La Bourse italienne est revenue aux niveaux de l'été 2007, lorsque la crise financière était à nos portes. L'effondrement des activités financières et la lourde récession qui a commencé depuis 2008, déclenchée par le crash de Lehman Brothers du mois de septembre, a été prévue par les nuances d'août 2007. Il semble hier? Cela dépend de la façon dont ces années ont vécu. En tout cas, 18 sont passés, comme la majorité d'un nouveau-né dans cet été lointain de 2007. L'indice des actions de Piazza Affari (qui, rappelez-vous, n'incorpore pas les dividendes détachés) a utilisé 18 ans pour revenir au point d'où tout a commencé (crise financière, récession, accidents de la banque, gree de défaut, crise répandue).
Le paradoxe est que jamais comme ces derniers mois, le sentiment qui prévaut au niveau des scénarios économiques est celui de l'incertitude, lié au nouveau cours Trumpien aux États-Unis, avec une référence particulière aux devoirs.

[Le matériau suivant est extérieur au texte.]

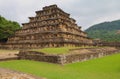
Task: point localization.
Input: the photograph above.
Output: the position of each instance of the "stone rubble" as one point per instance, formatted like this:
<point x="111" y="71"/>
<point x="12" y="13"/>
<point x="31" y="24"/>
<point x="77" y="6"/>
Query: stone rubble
<point x="9" y="74"/>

Pourtant, c'est précisément au cours des six derniers mois d'incertitude que le sac a terminé son retour, qui a duré 18 ans. Que devons-nous penser? Cette euphorie des marchés durera-t-elle?

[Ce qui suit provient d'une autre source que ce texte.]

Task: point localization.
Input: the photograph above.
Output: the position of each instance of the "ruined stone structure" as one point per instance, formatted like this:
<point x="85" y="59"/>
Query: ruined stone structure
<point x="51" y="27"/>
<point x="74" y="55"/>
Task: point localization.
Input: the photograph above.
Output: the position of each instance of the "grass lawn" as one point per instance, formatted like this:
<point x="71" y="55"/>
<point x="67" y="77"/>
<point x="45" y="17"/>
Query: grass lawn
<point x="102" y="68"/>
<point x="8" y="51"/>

Étant donné que la sphère cristalline a été perdue depuis des temps immémoriales, la seule chose qui semble être raisonnable est d'être prudent. Il y a au moins trois éléments de risque en circulation. La première est que les marchés boursiers, en particulier celui américain qui est le plus important, sont désormais très soutenus par les petits investisseurs. Selon les analystes américains, les analystes américains sont le grand carburant de Wall Street. Et cela nous rappelle les anciens officiers de l'échange milanais, qui, lorsqu'ils ont commencé à entendre parler des actions du savon ou au bar, ont couru pour vendre. La seconde est la prolifération des crypto-monnaies, une sorte d'or de notre temps, derrière lequel, cependant, il n'y a pas de réserve de valeur: le boom de ces outils risque de créer une bulle similaire à celle des hypothèques subprime de 2007. Le troisième, plus que toute autre chose, une suggestion est qu'après l'été, l'automne arrive, et les différents mardi et lundi des markets (1929 au-dessus de l'automne, mais aussi 1987). entre septembre et octobre).

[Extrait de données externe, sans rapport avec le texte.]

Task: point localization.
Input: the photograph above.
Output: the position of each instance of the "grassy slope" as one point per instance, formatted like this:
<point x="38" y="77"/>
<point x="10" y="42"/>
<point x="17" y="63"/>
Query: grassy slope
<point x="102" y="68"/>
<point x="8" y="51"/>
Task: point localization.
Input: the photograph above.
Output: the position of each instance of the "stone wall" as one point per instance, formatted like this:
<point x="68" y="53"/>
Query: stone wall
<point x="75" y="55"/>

Avec cela, nous ne voulons alarmer personne. Mais souligne que rien n'est tel qu'il apparaît.

Et Donald Trump ne peut pas non plus frapper: les marchés suivent la logique souvent difficile à interpréter. En tout cas, lorsqu'ils vont dans des voiles enflées, il vaut mieux être remarqué. Comme l'a dit Mark Twain, « l'histoire ne se répète pas, mais rime souvent avec elle-même ».